The Goulburn Street car park is where Sydney’s dreams go to die.
No building in the CBD has been so derided quite like the rundown brown brick structure. Despite being ridiculed as an “abandoned Soviet hospital”, successive ideas to cheer up this dilapidated site never seem to get anywhere.
Turn it into a public high school? That ended up somewhere else. A “green building” covered in plants? Never happened. And a rooftop bar with contemporary dance and live music? The mayor said it would be “incredibly expensive”, and nothing eventuated.
The much-maligned car park’s days could be numbered.Credit: Steven Siewert
In fact, the only thing to actually transform the site was one that wasn’t planned at all: a gang of Fairfax photographers illegally plastered one side of the car park with a “guerilla gallery” of city life photos.
But change is on the horizon. The City of Sydney is considering giving up its lease on the site – which it has until September 2060 – for the state government to build homes for essential workers.

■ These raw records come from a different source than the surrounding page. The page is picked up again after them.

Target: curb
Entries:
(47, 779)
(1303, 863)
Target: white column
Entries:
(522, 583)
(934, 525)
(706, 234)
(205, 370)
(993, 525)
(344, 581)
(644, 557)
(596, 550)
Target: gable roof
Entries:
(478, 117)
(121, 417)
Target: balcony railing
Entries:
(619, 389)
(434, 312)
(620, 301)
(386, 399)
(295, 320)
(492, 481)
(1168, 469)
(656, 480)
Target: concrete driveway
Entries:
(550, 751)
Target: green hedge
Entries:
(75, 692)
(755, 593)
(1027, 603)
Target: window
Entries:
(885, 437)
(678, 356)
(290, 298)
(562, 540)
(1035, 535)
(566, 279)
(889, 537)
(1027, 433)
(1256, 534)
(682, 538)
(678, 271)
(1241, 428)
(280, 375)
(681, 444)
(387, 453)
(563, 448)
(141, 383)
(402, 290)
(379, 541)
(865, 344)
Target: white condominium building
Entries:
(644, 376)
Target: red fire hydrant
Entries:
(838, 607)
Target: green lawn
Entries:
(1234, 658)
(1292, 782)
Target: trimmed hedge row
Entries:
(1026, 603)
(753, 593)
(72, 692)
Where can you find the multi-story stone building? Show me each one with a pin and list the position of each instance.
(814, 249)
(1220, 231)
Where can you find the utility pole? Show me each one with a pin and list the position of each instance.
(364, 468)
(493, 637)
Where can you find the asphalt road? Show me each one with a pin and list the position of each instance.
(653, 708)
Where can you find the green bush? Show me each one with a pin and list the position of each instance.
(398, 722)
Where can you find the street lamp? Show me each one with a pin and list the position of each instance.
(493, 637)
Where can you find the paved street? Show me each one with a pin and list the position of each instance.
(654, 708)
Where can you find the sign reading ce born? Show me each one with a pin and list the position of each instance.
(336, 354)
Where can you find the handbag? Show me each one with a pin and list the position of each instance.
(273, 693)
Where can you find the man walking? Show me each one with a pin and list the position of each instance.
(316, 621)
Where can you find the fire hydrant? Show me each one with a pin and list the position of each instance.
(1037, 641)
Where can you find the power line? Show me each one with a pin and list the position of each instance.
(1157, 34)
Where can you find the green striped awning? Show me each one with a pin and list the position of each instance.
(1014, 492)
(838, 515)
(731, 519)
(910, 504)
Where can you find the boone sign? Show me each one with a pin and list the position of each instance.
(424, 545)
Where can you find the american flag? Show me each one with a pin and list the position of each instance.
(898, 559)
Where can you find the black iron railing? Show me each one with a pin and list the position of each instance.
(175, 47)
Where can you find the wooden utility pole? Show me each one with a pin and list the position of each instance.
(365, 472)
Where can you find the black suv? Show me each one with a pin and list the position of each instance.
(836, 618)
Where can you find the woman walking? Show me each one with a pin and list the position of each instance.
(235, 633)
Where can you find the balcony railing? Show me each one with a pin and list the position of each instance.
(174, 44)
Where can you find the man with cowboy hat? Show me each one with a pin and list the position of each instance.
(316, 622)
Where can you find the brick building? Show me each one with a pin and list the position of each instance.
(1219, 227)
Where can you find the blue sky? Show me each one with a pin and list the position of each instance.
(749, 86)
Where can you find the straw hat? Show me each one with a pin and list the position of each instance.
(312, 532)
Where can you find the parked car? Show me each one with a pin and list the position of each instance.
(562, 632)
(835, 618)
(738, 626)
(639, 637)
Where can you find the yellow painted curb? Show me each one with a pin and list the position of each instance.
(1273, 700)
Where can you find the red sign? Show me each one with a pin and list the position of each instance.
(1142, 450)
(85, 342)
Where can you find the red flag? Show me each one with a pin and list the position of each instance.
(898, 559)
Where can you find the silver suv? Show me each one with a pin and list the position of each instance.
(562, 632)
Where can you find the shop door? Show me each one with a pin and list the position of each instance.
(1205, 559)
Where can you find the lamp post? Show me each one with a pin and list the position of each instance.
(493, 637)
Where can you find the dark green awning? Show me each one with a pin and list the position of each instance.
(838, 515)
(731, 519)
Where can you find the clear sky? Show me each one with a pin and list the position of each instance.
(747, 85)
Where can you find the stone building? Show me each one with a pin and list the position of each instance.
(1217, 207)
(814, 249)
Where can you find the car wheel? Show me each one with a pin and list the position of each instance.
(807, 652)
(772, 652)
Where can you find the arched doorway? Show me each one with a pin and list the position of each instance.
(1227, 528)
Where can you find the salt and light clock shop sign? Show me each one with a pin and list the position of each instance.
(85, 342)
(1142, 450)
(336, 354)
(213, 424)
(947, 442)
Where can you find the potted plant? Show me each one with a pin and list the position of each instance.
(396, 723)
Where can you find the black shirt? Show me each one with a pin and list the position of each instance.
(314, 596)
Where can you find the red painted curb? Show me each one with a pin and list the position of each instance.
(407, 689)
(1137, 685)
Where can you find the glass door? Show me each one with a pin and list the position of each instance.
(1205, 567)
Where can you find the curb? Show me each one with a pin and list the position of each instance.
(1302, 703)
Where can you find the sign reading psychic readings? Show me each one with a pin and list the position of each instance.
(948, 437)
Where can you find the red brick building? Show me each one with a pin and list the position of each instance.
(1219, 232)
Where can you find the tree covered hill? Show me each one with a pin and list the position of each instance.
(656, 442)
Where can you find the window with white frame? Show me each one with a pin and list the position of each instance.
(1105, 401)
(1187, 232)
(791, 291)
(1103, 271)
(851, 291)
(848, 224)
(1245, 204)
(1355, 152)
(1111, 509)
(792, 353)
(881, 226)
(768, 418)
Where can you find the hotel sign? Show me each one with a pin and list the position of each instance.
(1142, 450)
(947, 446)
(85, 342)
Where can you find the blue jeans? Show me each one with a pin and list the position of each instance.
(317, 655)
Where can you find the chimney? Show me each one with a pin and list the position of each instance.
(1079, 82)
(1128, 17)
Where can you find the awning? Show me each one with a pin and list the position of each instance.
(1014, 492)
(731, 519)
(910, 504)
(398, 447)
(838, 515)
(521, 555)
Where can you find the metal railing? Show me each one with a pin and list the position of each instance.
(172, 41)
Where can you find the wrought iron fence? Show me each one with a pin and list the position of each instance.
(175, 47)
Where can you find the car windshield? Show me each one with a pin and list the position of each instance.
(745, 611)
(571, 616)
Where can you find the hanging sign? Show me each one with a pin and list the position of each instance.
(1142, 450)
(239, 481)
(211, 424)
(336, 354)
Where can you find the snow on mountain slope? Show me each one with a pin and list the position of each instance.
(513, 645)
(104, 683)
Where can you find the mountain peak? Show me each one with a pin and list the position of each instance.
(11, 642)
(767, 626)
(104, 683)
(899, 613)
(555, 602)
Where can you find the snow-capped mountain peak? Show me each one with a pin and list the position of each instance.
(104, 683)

After Labor deputy lord mayor Zann Maxwell moved a motion last month to ask the chief executive to consider offering it to the government on “favourable terms”, the site’s owner, Transport Asset Manager of NSW (which owns the state’s rail assets), and Transport for NSW are now both open to discussing the site’s future.
Labor deputy lord mayor Zann Maxwell is proposing the city sell the rest of its lease back to the government.Credit: Steven Siewert
“The site has the potential to deliver well-located housing and contribute to the NSW government’s housing targets,” a Transport for NSW spokesperson said on Monday, adding that the site had already been included in the 2022 rezoning application for Central Station. That application included proposals for a now-abandoned “super-deck” over station platforms. It is still waiting on determination from the Planning Department.
In 2018, Property and Development NSW offered the City of Sydney $75 million to buy out the council’s lease of the car park, but the council rejected the offer (it makes about $8 million in revenue annually from the car park’s operation).
“I was doing some work internally to try and find some creative solutions, some less obvious options,” Maxwell said. “And this is what we discovered. I think that it’s a great option because it’s already owned by the state government. It’s a site that is underutilised. I often walk past it during the week, and I see how many empty spaces there are in there.”
One key challenge in building on the site is what is at the base of the car park: the train tracks running from Central Station. Development above train lines is notoriously complicated, as buildings have to be engineered to withstand collapse if hit by a derailed train.
“Transport has told me that preliminary engineering work has confirmed that the car park can be demolished without affecting the rail corridor below,” Maxwell said.
“Let’s make a deal [with the state government]. This site must deliver affordable housing, and if that’s locked in, the City should be willing to negotiate a discount to turn dead space into something that truly serves Sydney.”